ECLI:NL:CBB:2018:494
College van Beroep voor het bedrijfsleven
- Voorlopige voorziening
- Rechtspraak.nl
Afwijzing verzoek voorlopige voorziening fosfaatrechten voor startend melkveebedrijf
In deze zaak heeft het College van Beroep voor het bedrijfsleven op 30 augustus 2018 uitspraak gedaan op het verzoek om een voorlopige voorziening van een melkveebedrijf dat zich in een startfase bevindt. De verzoekster, een vennootschap onder firma, had bezwaar gemaakt tegen de afwijzing van haar melding van bijzondere omstandigheden door de minister van Landbouw, Natuur en Voedselkwaliteit. De verzoekster vroeg om toestemming om zich te gedragen alsof zij 6.431 kg fosfaatrecht was toegekend, in afwachting van de beslissing op haar bezwaar.
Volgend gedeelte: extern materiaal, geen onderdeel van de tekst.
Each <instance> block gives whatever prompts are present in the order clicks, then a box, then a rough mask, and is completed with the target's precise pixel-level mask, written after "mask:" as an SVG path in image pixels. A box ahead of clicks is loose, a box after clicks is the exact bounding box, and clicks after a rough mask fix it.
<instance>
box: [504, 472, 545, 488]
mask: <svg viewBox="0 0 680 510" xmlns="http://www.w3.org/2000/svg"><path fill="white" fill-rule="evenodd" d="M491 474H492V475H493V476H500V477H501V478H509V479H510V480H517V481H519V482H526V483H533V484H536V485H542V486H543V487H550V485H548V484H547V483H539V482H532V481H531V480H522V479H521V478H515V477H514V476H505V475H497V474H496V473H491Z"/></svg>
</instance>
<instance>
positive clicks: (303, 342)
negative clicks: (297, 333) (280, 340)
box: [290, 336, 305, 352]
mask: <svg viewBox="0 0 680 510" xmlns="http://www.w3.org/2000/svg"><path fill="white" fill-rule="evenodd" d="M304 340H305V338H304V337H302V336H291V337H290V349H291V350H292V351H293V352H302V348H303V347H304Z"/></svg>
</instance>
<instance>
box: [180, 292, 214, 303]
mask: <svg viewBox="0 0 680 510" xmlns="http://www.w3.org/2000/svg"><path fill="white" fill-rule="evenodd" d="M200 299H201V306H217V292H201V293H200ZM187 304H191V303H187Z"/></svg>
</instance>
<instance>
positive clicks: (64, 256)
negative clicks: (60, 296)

De voorzieningenrechter overwoog dat, op basis van artikel 8:81 van de Algemene wet bestuursrecht, een voorlopige voorziening kan worden getroffen indien onverwijlde spoed dat vereist. De verzoekster had in januari 2018 een aanvraag ingediend op basis van het Uitvoeringsbesluit Meststoffenwet, omdat zij een nieuw bedrijf was. Echter, de minister beschouwde de verzoekster niet als een startend bedrijf, omdat zij een bestaand bedrijf had overgenomen, inclusief de vergunningen.
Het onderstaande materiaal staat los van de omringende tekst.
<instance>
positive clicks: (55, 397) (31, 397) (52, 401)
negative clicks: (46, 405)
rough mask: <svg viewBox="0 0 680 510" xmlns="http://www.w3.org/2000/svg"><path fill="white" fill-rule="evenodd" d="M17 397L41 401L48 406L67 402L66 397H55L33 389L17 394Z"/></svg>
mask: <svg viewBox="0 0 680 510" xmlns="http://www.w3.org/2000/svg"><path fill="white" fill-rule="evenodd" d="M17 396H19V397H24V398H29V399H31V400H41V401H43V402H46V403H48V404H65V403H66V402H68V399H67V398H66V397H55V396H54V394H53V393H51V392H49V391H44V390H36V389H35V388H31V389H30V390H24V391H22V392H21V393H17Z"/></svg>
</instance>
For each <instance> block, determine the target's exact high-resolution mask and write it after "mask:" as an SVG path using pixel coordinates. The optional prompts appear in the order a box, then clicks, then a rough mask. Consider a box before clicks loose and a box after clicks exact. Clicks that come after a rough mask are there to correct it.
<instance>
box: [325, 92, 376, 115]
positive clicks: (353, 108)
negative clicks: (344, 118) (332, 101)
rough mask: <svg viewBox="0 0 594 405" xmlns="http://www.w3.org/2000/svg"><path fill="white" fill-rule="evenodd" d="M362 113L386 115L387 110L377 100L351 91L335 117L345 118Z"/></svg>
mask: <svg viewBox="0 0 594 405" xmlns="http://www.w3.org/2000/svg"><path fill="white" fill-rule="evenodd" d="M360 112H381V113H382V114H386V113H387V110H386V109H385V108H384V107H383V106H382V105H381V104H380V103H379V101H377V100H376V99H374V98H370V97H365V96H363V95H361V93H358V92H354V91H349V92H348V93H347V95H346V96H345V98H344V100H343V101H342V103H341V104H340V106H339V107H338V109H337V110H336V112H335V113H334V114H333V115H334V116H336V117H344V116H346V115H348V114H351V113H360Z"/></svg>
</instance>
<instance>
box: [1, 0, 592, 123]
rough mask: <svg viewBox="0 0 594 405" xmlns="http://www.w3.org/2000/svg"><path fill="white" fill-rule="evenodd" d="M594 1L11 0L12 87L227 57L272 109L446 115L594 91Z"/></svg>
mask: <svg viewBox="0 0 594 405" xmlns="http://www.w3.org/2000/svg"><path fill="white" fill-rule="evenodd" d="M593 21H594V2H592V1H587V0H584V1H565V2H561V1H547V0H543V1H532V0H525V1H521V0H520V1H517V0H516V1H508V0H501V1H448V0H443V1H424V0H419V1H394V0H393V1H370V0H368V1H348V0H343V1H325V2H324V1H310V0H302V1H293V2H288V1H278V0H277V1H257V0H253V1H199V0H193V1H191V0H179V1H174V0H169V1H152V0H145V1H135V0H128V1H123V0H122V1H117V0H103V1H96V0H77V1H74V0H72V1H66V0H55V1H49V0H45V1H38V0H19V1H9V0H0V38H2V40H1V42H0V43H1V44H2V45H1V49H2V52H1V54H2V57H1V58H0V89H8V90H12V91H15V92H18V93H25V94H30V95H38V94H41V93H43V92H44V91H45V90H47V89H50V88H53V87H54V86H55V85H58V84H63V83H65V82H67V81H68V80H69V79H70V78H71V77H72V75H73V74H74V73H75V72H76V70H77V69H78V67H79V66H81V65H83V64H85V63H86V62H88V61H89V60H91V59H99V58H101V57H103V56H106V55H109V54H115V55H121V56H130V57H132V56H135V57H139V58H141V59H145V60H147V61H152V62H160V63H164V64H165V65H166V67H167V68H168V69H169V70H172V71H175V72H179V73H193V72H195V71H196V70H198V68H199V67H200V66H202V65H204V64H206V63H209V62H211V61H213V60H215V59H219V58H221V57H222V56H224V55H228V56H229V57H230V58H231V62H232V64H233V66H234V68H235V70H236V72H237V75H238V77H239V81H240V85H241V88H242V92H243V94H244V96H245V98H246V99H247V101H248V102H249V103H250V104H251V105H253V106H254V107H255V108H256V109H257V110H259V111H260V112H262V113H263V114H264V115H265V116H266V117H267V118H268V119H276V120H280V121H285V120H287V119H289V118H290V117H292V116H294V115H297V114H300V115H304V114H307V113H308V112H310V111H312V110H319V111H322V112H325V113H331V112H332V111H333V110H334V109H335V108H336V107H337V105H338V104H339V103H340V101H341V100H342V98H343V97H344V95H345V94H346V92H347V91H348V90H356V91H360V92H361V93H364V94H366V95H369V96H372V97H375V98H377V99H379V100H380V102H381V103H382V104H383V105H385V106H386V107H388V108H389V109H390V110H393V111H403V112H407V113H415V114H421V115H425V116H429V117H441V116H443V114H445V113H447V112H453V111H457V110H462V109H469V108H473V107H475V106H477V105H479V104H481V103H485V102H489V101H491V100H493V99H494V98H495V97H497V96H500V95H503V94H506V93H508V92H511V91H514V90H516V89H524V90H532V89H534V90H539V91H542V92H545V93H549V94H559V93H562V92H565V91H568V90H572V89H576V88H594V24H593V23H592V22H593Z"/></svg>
De voorzieningenrechter concludeerde dat de verzoekster voor ingrijpende keuzes staat met betrekking tot haar bedrijfsvoering, maar dat het treffen van de gevraagde voorlopige voorziening haar niet de gewenste zekerheid zou bieden. De fosfaatproductie wordt gemeten over een jaar en de voorlopige maatregel zou geen wijziging brengen in de situatie van de verzoekster. Uiteindelijk werd het verzoek om voorlopige voorziening afgewezen, zonder dat er aanleiding was voor een proceskostenveroordeling.